In principle, yes — the control PCB is a physically distinct assembly within the SVU unit and can be removed and replaced without disturbing the power section (IPM module, capacitors, rectifier).

However, the physical reassembly of the SVU unit requires attention to the thermal interface between the control PCB and the wiring board, correct seating of all backplane connectors, and correct grounding of the PCB mounting hardware. 

Many specialist FANUC repair centres prefer to work on the complete SVU unit rather than just the PCB, because the reassembly procedure requires knowledge of the unit's specific construction. 

If only the control PCB is being replaced, the associated wiring board (A16B-2202-0950 or -0951) should be inspected simultaneously for damaged connectors or traces.

Q3: A Type-B SVU system needs to be connected to a newer FSSB-based CNC. Is an adapter available?

No direct adapter exists to connect an analogue Type-B SVU to a FSSB-based CNC (Series 0i, 16i, 18i, 21i). FSSB is a digital fibre-optic serial protocol that is fundamentally incompatible with the Type-B analogue PWM interface at the signal level.
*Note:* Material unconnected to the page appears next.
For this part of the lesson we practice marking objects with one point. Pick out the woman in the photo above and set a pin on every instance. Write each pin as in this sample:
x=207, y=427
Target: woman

Connecting a Type-B SVU to a FSSB CNC requires replacing the SVU drives with FSSB-compatible amplifiers (A06B-6096 SVM series or βi-series amplifiers) and the associated wiring, power supply, and parameter changes.

This is a significant engineering project, typically undertaken during a broader machine control upgrade rather than as an emergency repair.

Q4: What does the LED display on the SVU unit show, and how is it used for fault diagnosis?

The SVU unit (A06B-6089 series) has a 7-segment LED display that shows a two-character alarm code when a fault is detected.

This display is driven by the A20B-2002-0030 control PCB — if the control PCB has failed to the extent that it cannot initialise its display driver, the LED will be dark or show a fixed pattern. Normal operation shows "–" (dash) or a numeric count. 

Alarm codes in the FANUC Alpha SVU maintenance manual (B-65195EN) identify the specific fault: IPM alarm codes, DC low voltage codes, encoder fault codes, and communication fault codes. The LED display is the first reference point for any SVU fault diagnosis.

Q5: How often should the absolute pulse coder battery on the SVU be replaced, and what happens if it fully discharges?

The battery for the absolute pulse coder should be replaced every 1–3 years under normal conditions, or immediately when the CNC generates a low-battery warning for the affected axis. The CNC monitors the battery voltage through the feedback path and generates a warning alarm (typically APC-4xx series alarms in FANUC parlance) when voltage drops to the warning threshold.

Battery replacement should be performed with the CNC powered on — the live control system maintains the encoder's position memory through the power supply while the battery is swapped, preventing data loss. 

If the battery fully discharges and position data is lost, the axis's reference position is unknown — the machine cannot be used until a manual mastering (reference return) procedure re-establishes the absolute position datum for the affected axis.